It is also the sound of a band that has been re-invigorated. NME reckoned they were “the best band in the world” at one point, but music has been a little spasmodic over the years. This is the second EP in a couple of years, and the scrappy, gang-filled brilliance of “Conductor 71” – which begins “Time ain’t been so good to you, you ain’t been so good to you”, almost sounds like they are reminding themselves to make the most of it, after all.

The last gig I saw before all this crap happened was Stiff Little Fingers and The Professionals showing Birmingham how to do punk rock. “Poetic Nonsense” would have fitted right in that night. Looking forward, looking up not down – literally – “up where the Seagulls shout, down where the mudlark sing” yells Edwards here, and somehow it has an uplifting, Levellers feel about it. Like it indicates somehow a festival field in the sunshine and some ….hope.

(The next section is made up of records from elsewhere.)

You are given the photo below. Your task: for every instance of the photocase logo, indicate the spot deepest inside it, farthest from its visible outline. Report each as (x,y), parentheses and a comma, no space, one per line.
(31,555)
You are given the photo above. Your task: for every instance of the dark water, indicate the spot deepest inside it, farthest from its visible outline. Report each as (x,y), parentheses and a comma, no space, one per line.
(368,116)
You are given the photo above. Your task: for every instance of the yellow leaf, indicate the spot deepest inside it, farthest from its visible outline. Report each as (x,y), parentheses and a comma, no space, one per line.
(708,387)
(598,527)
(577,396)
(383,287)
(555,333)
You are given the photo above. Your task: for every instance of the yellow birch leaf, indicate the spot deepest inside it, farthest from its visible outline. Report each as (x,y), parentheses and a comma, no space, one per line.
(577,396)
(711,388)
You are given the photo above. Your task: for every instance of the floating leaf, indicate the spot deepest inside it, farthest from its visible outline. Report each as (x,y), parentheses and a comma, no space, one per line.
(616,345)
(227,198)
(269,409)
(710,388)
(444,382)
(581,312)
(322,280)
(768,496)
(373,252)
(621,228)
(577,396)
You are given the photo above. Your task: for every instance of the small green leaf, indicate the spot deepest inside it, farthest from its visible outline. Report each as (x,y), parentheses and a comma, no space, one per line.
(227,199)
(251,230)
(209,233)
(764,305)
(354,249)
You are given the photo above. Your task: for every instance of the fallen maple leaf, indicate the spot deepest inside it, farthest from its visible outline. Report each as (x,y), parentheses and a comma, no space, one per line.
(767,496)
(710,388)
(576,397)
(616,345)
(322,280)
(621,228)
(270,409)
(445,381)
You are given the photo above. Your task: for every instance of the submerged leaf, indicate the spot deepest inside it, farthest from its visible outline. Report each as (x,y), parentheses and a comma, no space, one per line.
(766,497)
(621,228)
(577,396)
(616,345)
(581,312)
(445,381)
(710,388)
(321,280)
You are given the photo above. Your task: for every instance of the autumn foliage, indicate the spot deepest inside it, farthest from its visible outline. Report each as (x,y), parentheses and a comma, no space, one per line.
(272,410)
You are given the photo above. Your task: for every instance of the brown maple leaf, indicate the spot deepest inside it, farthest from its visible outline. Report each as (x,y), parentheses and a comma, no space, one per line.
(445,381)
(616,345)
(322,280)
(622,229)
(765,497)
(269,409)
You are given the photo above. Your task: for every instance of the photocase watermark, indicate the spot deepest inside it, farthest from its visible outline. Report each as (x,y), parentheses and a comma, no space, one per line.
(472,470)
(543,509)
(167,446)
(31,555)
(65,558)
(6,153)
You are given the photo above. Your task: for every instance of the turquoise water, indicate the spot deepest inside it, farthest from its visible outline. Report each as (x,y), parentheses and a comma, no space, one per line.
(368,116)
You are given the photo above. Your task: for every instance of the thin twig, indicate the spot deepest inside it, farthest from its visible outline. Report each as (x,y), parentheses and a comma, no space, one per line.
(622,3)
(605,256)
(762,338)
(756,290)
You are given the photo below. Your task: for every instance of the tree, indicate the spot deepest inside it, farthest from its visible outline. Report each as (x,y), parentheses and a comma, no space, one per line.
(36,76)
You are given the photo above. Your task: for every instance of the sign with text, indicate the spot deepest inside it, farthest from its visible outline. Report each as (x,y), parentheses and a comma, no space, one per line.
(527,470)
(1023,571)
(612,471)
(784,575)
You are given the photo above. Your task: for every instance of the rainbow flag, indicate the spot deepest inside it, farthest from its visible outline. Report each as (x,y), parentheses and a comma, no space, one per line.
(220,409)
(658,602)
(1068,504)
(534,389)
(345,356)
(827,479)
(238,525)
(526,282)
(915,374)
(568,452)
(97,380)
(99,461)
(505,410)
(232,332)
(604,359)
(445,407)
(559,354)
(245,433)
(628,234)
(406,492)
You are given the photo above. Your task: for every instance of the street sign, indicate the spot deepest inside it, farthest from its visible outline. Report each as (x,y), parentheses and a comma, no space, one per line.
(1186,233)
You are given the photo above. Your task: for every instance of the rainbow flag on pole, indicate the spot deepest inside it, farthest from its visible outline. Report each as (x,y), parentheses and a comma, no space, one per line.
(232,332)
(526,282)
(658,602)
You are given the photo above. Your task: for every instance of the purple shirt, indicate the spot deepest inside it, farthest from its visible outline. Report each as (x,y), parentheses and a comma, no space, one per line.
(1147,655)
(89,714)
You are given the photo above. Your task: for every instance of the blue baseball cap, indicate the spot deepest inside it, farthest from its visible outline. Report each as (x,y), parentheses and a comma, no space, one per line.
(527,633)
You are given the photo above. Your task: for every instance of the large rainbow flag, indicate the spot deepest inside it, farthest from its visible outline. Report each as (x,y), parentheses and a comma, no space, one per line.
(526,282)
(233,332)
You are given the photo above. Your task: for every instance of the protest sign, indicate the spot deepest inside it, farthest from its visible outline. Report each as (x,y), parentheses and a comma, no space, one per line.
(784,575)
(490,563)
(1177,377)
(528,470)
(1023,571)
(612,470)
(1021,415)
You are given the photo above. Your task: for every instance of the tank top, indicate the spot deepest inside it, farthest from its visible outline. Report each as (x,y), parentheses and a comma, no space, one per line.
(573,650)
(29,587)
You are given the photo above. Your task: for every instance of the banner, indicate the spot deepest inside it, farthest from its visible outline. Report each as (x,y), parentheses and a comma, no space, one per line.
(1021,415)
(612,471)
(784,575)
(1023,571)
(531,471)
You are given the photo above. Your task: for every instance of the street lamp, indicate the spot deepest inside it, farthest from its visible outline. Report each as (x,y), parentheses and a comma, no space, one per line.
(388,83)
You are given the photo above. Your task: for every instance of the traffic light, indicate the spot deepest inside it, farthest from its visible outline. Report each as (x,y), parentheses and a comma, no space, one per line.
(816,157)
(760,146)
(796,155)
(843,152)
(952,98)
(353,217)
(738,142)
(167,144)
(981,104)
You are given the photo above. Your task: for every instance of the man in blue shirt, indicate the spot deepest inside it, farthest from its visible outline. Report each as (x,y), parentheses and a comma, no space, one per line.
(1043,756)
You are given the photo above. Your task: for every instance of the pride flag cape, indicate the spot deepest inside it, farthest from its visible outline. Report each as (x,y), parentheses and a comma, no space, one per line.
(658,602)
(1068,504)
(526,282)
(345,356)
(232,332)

The last two songs here are just as mighty, for entirely different reasons. “The Bells Of Hell” (next line “go ting a ling a ling for you, but not for me”) is like a demented Christmas carol, before “King Of The Wild”, which begins: “do you really think we give a shit about you? I think you think we do” then adds one of the most British couplets ever. “what you won, what you lost, what your trainers cost? Guess what? Couldn’t give a toss”. Somewhere, I like to think Chas Hodges is looking down with pride.

And you know when I get Chas and Dave comparisons out, I mean business. “The Wrath Of Thoth”, is the sound of punk rock, with just a hint of the old music hall tradition.